Robin seemed to recoil on the phone. Ron could sense the look on her face. He could see the way that her jaw line squared. He could see the way that her forehead furrowed. He could sense the way she tilted her head so that he blond hair hung down over her face. “If it’s going to be like this, we shouldn’t see each other anymore.”
Ron caught himself before he uttered the word “fine.” He kept it locked inside of his brain. “Do you want me to drive down and pick you up?”
“Not if we are going to fight.”
“We won’t fight,” he said.
“Then I would love to see you,” she answered.
Ron drove down the parkway wondering why it was that he found himself so helpless around her. Was it because that she was the first woman that he really had loved? Was it because she was the first woman that really had hurt him? In fact she had devastated him. He had needed to have people put him back together and in some ways he felt that he would never be the same. He thought about a Fitzgerald essay. Was he like “a cracked plate” that had been glued back together and which people would never really trust because it could always fall apart? Was he so damaged that he would never again feel really whole? Was it like his knees? He remembered lying in the hospital bed after that first surgery and realizing that he would never be the same again. Was this like that? Were affairs of the heart very much like what happened to damaged limbs? They could be put back together but they would never have that “full throated ease” or feel that unrestrained joy again.

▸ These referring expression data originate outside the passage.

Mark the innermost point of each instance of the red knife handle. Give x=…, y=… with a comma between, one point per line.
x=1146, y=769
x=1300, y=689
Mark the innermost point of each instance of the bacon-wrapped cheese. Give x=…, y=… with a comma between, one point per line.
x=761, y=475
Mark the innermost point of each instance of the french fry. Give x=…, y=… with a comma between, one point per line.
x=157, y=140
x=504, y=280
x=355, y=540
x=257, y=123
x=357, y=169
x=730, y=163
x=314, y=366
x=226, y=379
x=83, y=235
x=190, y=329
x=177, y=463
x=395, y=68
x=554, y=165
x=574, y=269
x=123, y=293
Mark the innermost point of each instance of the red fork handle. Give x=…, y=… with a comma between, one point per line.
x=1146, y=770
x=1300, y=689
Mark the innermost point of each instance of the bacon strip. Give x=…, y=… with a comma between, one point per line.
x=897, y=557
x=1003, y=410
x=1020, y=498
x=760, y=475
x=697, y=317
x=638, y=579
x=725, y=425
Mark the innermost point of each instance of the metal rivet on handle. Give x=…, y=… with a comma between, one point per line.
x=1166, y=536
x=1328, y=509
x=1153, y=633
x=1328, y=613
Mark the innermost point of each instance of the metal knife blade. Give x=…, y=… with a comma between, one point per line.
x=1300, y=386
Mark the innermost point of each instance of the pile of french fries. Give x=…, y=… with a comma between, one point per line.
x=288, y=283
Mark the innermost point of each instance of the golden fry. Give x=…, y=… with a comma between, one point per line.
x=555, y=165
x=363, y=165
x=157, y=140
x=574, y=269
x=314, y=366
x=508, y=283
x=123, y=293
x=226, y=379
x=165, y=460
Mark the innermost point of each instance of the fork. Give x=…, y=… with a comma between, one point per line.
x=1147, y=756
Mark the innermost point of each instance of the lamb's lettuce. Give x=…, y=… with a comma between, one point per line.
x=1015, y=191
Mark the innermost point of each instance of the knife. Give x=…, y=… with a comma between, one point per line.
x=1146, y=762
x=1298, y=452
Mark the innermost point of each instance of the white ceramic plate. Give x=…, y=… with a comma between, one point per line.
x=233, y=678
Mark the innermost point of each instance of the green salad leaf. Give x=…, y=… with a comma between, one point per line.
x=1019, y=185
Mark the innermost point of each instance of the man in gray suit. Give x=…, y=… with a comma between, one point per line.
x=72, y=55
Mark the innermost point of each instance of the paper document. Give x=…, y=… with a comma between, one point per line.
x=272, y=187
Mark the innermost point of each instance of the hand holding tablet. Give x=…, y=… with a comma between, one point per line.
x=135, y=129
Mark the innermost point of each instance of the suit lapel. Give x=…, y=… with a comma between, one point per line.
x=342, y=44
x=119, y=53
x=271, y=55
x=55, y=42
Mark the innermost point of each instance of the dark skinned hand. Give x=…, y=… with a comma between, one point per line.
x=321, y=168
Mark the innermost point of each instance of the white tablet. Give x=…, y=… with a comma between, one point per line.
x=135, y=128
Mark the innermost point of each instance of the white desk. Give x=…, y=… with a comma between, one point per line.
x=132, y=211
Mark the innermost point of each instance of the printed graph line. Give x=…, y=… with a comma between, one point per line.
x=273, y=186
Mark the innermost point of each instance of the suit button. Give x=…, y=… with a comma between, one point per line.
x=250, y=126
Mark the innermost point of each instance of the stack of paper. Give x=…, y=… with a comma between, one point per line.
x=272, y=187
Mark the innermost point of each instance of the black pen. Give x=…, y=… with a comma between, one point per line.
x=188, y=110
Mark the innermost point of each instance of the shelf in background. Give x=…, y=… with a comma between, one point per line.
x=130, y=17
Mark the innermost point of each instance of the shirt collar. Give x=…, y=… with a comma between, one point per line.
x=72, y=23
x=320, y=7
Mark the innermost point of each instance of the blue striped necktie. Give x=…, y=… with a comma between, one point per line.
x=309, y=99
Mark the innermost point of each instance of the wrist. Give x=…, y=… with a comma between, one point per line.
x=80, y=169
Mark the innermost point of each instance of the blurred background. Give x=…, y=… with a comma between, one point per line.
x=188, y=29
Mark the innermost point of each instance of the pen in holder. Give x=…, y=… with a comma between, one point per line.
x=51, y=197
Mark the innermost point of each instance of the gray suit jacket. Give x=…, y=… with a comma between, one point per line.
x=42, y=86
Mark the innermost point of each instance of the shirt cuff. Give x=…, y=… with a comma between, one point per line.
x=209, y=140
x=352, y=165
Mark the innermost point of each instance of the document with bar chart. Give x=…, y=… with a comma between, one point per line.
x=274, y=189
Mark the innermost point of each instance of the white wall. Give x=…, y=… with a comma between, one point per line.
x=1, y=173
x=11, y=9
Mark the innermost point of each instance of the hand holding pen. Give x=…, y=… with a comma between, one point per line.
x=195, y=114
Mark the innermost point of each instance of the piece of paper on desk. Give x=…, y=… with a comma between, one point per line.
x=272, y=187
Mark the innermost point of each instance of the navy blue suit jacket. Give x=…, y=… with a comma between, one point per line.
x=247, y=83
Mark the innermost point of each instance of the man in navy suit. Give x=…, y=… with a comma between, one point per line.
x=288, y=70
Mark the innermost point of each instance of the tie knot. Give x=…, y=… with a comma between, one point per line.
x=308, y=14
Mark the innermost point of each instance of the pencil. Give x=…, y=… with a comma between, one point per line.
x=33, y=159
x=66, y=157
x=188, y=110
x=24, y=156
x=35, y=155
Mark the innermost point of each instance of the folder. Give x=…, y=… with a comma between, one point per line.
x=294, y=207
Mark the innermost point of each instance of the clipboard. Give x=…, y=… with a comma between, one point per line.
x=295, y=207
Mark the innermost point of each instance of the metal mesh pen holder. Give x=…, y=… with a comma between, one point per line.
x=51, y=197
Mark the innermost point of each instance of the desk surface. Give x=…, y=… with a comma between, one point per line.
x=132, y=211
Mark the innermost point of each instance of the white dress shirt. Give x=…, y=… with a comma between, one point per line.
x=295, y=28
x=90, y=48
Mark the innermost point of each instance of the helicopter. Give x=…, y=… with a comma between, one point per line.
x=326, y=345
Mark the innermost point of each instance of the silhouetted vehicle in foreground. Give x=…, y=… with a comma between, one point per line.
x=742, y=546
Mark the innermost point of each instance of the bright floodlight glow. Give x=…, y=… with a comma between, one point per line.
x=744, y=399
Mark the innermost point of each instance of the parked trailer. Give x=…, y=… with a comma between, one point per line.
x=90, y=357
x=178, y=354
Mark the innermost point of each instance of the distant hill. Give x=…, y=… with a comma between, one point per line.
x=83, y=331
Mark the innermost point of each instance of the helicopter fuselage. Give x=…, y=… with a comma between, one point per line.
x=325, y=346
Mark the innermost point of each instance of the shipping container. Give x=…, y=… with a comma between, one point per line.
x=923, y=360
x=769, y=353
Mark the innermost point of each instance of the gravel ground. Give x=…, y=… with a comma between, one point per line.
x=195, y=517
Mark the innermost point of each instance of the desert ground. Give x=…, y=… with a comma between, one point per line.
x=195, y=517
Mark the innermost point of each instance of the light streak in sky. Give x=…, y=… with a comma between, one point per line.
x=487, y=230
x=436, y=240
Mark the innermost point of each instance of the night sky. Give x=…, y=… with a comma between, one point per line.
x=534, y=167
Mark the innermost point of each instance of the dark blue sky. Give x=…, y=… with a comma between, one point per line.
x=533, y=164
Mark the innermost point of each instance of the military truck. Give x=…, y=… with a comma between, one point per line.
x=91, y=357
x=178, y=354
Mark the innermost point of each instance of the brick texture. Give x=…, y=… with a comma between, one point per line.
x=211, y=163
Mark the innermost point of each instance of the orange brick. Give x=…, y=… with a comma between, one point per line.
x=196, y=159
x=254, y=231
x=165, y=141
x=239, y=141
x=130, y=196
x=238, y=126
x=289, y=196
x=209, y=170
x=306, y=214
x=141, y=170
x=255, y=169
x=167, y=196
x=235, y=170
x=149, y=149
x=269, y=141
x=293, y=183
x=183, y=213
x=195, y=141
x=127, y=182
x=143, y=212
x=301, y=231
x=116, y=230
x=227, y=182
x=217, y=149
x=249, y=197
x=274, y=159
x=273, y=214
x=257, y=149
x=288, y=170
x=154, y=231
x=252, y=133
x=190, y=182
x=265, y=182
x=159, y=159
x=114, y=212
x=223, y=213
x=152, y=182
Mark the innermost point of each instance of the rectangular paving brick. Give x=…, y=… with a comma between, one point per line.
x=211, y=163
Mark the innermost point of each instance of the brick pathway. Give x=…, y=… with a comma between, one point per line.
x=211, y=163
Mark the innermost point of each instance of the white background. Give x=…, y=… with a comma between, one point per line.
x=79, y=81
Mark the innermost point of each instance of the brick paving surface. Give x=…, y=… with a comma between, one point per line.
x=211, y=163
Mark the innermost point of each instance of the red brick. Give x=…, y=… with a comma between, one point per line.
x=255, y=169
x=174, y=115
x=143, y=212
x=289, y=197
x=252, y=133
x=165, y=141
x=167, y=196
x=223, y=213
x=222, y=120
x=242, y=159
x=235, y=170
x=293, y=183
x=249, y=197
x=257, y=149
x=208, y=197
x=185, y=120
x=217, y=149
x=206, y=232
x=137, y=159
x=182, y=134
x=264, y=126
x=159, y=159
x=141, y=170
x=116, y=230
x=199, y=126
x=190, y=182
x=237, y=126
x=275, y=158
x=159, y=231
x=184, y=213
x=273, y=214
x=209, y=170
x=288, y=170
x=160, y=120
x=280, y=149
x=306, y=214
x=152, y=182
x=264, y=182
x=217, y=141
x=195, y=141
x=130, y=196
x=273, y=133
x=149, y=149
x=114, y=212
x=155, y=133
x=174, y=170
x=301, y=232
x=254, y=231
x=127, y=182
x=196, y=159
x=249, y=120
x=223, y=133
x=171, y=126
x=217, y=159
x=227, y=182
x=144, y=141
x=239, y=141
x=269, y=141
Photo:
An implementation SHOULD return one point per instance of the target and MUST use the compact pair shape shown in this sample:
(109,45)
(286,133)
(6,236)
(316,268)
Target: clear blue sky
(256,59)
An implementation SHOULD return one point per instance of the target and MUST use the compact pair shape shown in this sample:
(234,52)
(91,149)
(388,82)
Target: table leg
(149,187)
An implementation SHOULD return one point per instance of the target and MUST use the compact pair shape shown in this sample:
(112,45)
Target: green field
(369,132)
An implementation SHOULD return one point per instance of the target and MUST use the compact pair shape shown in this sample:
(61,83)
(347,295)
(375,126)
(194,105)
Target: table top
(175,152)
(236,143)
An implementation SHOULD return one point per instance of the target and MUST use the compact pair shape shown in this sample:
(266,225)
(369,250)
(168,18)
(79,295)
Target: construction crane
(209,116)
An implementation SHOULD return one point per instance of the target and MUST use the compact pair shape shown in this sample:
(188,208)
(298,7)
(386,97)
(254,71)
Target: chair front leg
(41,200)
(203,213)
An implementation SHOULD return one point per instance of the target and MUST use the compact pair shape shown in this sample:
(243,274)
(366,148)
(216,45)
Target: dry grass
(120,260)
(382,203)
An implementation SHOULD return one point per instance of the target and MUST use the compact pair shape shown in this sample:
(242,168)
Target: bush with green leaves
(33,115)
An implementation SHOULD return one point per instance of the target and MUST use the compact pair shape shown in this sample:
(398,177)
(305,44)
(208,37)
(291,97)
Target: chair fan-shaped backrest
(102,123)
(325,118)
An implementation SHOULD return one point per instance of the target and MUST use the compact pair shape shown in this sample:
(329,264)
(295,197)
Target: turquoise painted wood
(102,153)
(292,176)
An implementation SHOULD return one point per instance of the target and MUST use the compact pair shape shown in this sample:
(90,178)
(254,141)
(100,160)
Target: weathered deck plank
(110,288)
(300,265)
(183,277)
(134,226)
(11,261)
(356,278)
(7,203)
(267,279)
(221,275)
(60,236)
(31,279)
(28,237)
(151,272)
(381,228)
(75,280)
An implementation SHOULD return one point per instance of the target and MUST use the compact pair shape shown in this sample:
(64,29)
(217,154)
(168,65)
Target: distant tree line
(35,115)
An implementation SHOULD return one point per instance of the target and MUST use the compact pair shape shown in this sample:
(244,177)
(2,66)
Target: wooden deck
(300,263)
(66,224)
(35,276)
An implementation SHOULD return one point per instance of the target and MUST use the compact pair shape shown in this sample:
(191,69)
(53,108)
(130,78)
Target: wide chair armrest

He reached her mother’s apartment and stood at the door. He needed answers to these questions but he was pretty sure that the answers were not going to come from a conversation with Robin. They didn’t have those tender conversations any more. It was then that the realization hit him that he could not rely on her.
When she opened the door she put her arms around his neck and kissed him. It was a lover’s kiss. She molded her body to him and he swore that he could feel her hips moving against him. She said, “I didn’t think that you’d come.”
Ron felt like a dog who had been given a treat. He wondered if he should wag his tail in the hopes of another. Robin felt his immediate reaction when she pressed against him. Feeling his hardness, she was reassured.